I have recently acquired a pigeon book. It says that there is a breeding season from Feb-March. My pigeon just turned a year old last week and has been laying eggs for about five months. She lays two eggs every month, usually near the end. If there is a breeding season for pigeons why is my pigeon laying eggs every month? Is this normal and healthy?


----------



## Rick07 (Dec 7, 2002)

Your book is probably describing the time when the male and female court and bond. Pigeons will and can lay eggs all year round if the right climate is around. But during spring and summer they lay as many times as they can.


----------



## fred2344 (Jan 9, 2002)

Weasel,
Are you making sure that your hen is getting enough calcium to replace what she is losing from the eggs she's laying?


----------



## Weasel (Mar 2, 2002)

Thanks for the replys.
I hope that she is getting enough calcium. Just this last weekend I bought her some oyster shell grit that is supposed to be loaded with calcium and I got a calcium supplement to add to her water. I still don't understand why sha has so many eggs. Does anybody else have a pigeon that has eggs every month, and will she ever calm down?


----------



## Psion (Mar 1, 2002)

LOL, a pigeon's breeding season is all year round, they never really quit! And 2 eggs a month isn't bad... most lay 2 every 10 days.

Nick


----------



## turkey (May 19, 2002)

I really haven't been keeping track of how often my female pigeon lays eggs. No less then once a month. Although, it feels like twice a month. She's indoors, so you could say the climate is right. 

Julie


----------



## WhiteWingsCa (Mar 1, 2002)

pigeons lay according to "daylight" hours and temperature, so an indoor birds will think that it is "laying season" all year round.

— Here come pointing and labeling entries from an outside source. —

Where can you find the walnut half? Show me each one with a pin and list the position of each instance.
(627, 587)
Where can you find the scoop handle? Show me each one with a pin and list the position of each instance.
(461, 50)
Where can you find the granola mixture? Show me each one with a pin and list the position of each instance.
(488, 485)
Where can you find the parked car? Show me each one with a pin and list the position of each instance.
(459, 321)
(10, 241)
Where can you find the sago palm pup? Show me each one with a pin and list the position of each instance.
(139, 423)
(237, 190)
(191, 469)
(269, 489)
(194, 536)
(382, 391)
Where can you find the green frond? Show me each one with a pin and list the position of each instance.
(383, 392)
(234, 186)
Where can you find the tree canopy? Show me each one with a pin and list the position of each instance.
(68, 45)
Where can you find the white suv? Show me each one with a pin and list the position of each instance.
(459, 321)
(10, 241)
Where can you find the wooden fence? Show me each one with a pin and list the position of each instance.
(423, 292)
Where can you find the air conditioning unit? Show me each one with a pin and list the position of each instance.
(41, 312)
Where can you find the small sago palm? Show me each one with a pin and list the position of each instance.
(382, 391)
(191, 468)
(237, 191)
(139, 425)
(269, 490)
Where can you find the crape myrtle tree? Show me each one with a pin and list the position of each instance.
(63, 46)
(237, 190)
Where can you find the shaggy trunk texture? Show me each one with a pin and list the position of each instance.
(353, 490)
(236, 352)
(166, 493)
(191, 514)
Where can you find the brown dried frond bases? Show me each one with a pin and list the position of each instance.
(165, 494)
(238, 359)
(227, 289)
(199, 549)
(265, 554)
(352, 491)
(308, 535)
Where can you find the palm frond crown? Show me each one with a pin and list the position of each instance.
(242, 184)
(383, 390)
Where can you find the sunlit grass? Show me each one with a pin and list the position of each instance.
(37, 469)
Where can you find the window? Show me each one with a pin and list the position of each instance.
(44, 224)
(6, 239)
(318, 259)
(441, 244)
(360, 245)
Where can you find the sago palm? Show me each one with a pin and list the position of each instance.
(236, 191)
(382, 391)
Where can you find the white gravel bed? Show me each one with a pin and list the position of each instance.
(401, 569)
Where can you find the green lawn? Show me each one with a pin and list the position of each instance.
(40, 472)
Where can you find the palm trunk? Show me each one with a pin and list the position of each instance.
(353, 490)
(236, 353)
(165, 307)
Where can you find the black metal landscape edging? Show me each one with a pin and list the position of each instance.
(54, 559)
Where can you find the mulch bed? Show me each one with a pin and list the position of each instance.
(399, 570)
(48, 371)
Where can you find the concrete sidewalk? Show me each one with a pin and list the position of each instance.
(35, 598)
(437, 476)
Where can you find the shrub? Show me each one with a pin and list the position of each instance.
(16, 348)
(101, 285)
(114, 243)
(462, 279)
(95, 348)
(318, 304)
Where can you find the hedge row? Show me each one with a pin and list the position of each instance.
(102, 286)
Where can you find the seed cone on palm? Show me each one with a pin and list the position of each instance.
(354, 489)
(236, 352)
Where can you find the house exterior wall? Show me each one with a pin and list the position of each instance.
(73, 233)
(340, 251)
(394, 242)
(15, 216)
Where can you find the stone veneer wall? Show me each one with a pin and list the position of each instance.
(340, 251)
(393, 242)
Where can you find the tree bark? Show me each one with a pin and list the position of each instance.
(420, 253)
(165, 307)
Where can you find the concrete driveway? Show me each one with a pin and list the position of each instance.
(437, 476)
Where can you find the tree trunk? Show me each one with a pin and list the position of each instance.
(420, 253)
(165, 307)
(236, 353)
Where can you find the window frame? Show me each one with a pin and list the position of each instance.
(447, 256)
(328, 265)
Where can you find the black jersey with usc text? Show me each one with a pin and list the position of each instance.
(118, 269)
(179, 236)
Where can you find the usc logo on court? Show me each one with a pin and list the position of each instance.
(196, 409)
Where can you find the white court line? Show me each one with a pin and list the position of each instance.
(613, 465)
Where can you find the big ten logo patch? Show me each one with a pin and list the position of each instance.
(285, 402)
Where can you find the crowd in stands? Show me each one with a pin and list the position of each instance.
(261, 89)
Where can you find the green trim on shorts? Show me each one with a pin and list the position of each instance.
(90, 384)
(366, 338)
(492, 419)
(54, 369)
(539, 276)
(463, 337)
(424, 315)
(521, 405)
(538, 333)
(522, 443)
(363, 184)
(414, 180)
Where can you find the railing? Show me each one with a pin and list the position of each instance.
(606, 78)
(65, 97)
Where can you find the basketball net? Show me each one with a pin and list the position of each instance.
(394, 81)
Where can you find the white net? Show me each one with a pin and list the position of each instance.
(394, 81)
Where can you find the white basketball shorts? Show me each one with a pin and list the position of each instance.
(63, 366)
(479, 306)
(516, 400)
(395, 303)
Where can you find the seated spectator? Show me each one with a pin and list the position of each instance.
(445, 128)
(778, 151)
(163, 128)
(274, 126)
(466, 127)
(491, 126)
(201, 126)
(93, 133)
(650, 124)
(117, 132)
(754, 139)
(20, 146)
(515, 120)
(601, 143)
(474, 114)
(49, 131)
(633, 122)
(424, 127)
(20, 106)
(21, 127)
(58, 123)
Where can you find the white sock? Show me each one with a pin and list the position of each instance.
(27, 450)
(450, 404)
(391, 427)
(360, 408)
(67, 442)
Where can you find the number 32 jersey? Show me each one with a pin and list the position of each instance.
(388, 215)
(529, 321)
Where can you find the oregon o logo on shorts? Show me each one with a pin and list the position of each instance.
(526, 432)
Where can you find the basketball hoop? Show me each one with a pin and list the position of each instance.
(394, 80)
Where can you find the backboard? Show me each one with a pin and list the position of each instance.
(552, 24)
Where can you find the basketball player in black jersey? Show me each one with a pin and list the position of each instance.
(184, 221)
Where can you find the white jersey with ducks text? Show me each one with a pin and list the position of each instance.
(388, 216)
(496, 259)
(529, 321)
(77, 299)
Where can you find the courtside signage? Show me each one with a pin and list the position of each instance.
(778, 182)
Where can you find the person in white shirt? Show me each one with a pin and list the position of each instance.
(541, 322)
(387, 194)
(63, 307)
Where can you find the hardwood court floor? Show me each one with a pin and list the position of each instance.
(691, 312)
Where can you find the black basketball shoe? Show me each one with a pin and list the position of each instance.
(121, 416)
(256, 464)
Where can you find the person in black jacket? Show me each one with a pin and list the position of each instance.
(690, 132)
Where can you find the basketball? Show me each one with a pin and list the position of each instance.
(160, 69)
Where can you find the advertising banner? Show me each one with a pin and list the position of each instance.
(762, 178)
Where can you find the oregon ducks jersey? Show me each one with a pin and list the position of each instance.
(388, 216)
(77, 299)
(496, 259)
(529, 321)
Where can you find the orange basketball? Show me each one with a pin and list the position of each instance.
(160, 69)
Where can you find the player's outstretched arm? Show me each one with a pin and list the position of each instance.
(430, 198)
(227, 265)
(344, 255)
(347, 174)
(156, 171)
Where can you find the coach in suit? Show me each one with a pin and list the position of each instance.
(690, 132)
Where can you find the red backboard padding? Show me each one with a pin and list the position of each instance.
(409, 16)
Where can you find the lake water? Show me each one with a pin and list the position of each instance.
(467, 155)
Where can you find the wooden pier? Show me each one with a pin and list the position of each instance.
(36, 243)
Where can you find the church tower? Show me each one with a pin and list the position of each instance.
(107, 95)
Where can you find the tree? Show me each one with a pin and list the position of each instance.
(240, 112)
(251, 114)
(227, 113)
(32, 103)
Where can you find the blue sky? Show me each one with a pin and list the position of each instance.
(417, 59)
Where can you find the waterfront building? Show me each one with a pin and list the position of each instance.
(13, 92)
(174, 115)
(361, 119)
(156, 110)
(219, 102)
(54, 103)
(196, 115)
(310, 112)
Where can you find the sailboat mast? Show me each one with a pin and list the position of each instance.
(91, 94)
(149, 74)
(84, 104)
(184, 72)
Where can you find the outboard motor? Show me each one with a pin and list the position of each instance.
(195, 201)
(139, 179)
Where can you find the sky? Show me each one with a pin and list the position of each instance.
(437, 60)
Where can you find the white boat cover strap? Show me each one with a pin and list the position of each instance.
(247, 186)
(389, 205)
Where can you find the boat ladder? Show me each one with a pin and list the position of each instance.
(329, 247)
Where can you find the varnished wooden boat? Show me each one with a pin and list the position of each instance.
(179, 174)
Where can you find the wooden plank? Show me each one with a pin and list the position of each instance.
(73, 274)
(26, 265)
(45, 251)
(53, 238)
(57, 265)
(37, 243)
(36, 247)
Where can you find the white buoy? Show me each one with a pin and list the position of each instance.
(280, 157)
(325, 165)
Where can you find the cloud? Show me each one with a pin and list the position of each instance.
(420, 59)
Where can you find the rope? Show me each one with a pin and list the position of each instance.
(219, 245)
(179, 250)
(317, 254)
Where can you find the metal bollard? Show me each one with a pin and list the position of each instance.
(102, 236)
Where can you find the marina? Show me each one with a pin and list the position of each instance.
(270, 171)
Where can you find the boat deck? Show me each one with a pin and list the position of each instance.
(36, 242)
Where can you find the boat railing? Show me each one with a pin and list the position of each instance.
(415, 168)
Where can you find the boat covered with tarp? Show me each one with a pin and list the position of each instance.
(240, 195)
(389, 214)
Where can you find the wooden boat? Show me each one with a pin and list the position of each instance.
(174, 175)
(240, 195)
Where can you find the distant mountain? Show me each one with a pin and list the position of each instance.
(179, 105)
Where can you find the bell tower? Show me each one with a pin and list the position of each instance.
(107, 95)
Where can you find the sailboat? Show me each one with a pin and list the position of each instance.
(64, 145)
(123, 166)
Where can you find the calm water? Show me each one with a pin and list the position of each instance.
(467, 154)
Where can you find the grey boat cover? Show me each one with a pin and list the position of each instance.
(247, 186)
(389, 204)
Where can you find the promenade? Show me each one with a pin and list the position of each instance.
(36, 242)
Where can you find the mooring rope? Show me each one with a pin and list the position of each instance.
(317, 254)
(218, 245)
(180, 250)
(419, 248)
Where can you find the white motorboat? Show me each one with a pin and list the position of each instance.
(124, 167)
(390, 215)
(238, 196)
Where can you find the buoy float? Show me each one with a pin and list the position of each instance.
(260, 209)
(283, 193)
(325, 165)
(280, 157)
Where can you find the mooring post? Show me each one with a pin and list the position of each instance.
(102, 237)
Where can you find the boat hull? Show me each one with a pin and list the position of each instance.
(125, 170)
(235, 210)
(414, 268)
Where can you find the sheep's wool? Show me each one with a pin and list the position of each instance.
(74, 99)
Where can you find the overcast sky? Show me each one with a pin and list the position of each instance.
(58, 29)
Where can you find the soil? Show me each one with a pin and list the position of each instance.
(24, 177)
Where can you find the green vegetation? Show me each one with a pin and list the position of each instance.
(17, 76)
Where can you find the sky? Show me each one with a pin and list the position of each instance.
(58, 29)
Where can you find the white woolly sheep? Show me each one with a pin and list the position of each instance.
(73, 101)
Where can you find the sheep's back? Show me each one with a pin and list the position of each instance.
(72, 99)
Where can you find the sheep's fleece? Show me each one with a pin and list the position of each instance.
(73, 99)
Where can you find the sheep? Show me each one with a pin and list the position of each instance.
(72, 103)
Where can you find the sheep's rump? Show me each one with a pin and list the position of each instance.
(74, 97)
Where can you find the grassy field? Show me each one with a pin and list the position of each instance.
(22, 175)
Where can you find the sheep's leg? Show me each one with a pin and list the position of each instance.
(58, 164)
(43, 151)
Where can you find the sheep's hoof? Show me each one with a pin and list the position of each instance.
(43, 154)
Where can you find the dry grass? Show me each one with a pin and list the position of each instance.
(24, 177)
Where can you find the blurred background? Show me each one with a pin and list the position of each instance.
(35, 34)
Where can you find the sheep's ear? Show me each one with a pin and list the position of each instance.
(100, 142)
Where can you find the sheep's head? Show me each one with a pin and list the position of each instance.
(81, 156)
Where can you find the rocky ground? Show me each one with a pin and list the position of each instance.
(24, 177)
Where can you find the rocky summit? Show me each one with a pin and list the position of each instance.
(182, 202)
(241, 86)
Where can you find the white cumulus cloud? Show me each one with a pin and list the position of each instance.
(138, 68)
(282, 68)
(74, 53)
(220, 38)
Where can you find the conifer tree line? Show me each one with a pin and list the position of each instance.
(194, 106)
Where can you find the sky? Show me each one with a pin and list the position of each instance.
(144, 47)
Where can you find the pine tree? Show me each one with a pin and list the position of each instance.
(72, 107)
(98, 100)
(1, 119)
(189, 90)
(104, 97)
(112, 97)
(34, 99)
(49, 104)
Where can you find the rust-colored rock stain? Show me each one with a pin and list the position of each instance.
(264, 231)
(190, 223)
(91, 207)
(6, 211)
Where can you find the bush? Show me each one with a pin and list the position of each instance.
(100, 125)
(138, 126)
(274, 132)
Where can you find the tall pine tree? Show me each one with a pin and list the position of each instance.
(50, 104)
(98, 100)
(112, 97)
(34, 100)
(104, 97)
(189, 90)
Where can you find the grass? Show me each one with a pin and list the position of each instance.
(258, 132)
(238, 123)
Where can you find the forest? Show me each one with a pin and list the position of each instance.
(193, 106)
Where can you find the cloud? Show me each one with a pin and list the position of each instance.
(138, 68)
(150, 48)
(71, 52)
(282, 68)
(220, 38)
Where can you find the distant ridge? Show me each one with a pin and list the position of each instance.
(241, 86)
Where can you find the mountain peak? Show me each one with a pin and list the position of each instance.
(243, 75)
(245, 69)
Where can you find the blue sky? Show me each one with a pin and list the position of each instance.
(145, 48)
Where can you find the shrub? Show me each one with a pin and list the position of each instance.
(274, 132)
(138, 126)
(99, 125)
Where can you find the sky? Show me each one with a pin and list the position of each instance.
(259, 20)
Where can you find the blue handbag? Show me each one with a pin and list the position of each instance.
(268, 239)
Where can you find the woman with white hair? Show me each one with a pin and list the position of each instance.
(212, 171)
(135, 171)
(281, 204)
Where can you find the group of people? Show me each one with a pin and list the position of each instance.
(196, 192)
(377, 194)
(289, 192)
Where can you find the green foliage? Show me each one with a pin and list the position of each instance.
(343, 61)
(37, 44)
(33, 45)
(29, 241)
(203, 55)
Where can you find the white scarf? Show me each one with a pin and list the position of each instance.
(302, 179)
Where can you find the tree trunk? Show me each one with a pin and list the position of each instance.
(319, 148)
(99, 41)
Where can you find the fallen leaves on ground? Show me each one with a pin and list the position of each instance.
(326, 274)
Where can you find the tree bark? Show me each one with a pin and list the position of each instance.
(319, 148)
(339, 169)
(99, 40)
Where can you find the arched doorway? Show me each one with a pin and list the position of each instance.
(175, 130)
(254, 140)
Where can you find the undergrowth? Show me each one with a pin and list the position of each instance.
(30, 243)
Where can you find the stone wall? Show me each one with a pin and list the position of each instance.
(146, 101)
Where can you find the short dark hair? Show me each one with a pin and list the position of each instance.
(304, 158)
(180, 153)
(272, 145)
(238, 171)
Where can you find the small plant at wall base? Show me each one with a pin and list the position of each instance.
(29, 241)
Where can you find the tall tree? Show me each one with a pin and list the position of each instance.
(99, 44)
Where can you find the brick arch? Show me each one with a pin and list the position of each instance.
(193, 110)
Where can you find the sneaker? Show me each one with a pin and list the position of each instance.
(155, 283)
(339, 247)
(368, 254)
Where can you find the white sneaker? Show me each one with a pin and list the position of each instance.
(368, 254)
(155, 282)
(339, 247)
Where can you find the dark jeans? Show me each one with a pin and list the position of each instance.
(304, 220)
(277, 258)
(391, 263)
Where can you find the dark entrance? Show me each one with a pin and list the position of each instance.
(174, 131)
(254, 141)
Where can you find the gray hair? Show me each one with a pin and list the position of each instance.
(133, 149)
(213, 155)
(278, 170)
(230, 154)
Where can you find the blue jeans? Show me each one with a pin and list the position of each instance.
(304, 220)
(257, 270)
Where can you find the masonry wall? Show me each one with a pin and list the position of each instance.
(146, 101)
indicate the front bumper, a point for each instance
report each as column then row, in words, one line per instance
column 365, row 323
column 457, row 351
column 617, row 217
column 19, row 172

if you have a hen with no mate, it is simple...just let her sit on the eggs. She'll sit on them for at LEAST 19-21 days. Sometimes more (I've seen one hen sit on hers for 5 weeks). Once she realizes they aren't going to hatch, she'll stop sitting, and probably lay again 7-10 days after that. So, you're buying her at least 4, maybe 5 weeks of "rest" between laying that way.

She's laying only once a month now, but she COULD possibly lay ever 10 days, if you just keep removing the eggs. Not healthy.


----------